Reason #103,235 why I don't (much) trust the mainstream media
August 08, 2005
Consider this 2000+-word article by Robert G. Kaiser, associate editor of the Washington Post, and one of the leading lights of the mainstream media. It's about Finland. The article is the capstone of a series of articles--26 by my count--that Kaiser and Lucian Perkins wrote this spring and summer.
The article explains that Finland has wonderful, free child care. Finland has wonderful, free K-12, undergraduate, and professional education. Finland has wonderful medical care that costs half of ours. Finland has good, indefinitely long unemployment benefits.
The thesis statement of the article is this: "Americans could easily get used to the sense of well-being that Finns get from their welfare state, which has effectively removed many of the tangible sources of anxiety that beset our society."
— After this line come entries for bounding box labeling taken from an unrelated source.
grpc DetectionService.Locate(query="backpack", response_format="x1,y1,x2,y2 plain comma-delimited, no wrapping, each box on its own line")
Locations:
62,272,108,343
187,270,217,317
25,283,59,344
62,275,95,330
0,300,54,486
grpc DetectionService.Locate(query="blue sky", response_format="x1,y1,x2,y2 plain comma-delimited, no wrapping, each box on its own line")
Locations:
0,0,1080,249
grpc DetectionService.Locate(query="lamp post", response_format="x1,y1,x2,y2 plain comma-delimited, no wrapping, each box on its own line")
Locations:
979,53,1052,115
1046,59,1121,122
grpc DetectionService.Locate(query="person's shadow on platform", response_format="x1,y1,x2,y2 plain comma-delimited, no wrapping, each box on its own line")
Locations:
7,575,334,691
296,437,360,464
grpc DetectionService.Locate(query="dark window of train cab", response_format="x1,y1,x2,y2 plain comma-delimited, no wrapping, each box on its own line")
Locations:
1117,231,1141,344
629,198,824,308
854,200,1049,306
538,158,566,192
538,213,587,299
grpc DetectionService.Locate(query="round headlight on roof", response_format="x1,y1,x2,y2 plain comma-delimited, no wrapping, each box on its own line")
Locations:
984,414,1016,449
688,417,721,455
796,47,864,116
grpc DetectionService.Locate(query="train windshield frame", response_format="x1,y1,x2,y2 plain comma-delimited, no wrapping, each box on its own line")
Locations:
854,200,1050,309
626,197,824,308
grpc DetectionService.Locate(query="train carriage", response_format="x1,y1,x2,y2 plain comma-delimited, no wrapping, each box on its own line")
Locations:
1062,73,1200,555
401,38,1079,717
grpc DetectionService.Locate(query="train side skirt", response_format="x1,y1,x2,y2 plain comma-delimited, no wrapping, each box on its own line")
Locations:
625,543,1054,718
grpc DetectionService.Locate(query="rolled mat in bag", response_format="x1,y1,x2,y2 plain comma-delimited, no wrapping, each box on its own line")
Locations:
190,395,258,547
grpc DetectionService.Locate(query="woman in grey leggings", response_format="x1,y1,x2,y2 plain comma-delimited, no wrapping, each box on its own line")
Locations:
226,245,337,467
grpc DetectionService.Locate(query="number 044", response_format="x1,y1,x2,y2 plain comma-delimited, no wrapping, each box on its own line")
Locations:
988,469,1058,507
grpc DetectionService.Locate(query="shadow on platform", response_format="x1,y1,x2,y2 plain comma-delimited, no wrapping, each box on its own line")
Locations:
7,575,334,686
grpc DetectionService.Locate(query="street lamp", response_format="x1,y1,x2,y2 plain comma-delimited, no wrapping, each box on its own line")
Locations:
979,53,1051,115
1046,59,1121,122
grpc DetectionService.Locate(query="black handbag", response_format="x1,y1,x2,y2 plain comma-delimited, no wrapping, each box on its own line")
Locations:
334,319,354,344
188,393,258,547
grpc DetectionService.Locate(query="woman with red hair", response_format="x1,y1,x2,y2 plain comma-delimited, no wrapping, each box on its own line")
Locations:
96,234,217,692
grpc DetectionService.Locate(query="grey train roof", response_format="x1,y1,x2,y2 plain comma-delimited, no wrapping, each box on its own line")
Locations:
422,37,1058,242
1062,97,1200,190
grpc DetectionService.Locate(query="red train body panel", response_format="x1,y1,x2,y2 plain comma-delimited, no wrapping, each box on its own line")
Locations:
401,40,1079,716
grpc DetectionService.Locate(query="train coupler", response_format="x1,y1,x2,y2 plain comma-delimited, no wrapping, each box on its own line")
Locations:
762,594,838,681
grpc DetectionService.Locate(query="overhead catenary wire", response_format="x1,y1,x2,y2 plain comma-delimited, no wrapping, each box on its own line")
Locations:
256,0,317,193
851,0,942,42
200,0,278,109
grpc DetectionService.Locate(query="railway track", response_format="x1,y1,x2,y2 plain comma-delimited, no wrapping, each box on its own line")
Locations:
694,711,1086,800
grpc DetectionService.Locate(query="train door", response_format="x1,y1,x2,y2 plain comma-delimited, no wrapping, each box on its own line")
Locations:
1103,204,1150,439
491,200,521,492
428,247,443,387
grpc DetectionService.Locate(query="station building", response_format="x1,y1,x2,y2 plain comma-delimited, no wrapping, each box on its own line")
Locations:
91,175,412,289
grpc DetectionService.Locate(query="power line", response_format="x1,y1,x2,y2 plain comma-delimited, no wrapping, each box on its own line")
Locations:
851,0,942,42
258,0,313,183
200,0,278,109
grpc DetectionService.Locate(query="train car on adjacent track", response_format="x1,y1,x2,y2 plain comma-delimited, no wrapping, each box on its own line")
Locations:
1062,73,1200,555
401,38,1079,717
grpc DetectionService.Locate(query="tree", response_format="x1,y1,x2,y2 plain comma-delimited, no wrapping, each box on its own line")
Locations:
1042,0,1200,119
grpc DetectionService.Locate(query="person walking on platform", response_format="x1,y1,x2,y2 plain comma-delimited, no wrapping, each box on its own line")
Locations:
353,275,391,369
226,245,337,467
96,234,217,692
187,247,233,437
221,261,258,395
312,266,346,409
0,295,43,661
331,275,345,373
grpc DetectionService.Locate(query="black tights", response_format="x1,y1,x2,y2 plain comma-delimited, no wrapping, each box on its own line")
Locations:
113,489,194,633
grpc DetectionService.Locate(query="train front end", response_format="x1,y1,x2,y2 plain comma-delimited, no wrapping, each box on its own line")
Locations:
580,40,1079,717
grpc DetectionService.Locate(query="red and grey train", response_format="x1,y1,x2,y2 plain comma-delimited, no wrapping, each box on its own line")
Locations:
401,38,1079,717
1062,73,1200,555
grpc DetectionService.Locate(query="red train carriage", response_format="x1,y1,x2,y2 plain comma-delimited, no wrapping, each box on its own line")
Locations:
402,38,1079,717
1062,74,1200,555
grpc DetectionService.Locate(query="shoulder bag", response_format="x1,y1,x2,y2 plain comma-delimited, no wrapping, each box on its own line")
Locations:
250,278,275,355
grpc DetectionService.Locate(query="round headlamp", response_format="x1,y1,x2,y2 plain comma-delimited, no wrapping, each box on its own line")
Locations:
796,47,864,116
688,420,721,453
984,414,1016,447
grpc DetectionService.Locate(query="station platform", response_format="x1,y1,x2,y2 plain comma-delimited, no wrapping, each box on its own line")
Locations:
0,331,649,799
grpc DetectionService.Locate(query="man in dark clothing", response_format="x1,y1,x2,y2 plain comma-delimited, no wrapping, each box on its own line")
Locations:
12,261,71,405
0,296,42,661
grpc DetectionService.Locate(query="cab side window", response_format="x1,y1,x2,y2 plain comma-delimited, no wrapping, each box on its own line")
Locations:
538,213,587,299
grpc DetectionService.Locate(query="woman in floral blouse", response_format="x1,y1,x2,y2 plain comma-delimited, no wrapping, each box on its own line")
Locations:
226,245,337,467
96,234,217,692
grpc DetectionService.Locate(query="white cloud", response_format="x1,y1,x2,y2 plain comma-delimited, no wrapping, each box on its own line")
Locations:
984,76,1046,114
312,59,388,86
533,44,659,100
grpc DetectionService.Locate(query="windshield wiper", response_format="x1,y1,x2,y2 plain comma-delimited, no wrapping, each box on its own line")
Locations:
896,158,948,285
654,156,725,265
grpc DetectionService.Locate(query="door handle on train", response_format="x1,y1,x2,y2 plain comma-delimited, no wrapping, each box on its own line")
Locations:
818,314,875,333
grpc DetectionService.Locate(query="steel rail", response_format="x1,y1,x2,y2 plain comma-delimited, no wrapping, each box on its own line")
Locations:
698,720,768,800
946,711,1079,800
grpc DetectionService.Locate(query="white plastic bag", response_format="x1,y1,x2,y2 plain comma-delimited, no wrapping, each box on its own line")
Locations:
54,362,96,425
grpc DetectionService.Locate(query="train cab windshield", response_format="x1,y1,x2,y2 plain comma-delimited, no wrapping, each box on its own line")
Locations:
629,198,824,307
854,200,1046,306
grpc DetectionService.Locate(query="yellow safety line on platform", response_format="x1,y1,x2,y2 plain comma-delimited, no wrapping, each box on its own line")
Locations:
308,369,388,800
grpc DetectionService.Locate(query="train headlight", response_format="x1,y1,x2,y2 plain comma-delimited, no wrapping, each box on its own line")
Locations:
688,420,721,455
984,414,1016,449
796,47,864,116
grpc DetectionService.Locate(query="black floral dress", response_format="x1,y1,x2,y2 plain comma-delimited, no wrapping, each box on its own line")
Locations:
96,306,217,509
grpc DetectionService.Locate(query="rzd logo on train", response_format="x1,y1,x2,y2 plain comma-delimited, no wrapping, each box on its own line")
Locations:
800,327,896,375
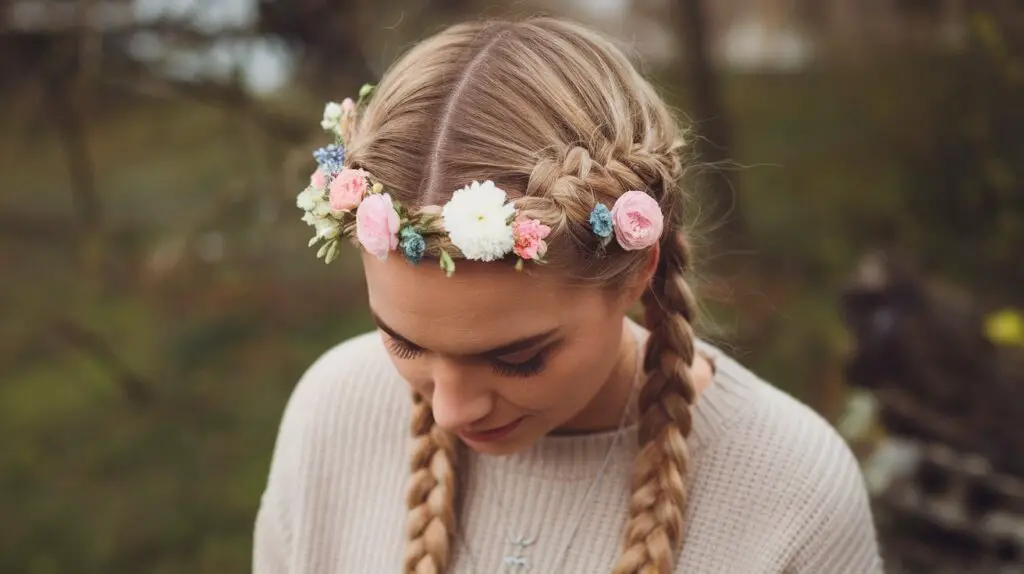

Excuse me, but I have one little, picky question. With all these wonderful social services, social services that eliminate so many of the sources of anxiety in society, why does Finland have one of the highest suicide rates in the world? More specifically, why is it nearly double that of the anxious U.S.?
I understand that cross-country comparisons of suicide rates might be problematic. There could well be important differences in data collection and reporting that make comparisons misleading. But Kaiser doesn't make that case.
In fact, Kaiser, in this final article, doesn't mention the suicide rate at all. And in a search of the preceding 26 articles, I find only one brief mention of the issue, a question to a leading Finnish scholar, who replies 1) it can get really cold in Finland, and 2) Finns' great empathy for each other, the empathy that supports all those wonderful social programs, "occasionally" turns into "self-destructive melocholy".
Regarding #1: dubious. Sweden seems to be about as cold as Finland, but has a suicide rate comparable to the U.S. Norway and Iceland seem to be almost as cold as Finland, but the suicide rates are, again, comparable to the U.S.
Regarding #2: if this is a good explanation--I have no idea--shouldn't Kaiser reveal it as a Dark Side to the society that supports all those social programs? If those programs were proposed by Republicans, I'd bet a lot of money that the Washington Post would solemnly inform us that empathy has an Important Downside. But Kaiser's love letter to the Finns doesn't provide that caveat.
(My quick Googling for explanations of the high Finnish suicide rate didn't turn up much other than an interesting suggestion that there may be a genetic component.)
(And I note that Kaiser concludes that what the Finns do, Americans probably can't or won't accept. But he does sound awfully wistful.)
For some good news about Anxious America, look at David Brooks's most recent column:
Obviously, we're not living in a utopia, where all social problems have been solved. But these improvements across a whole range of behaviors are too significant to be dismissed. We in the media play up the negative, as we always do. The activist groups emphasize the work still to be done, because they want to keep people mobilized and financing their work.
But the good news is out there. You want to know what a society looks like when it is in the middle of moral self-repair? Look around.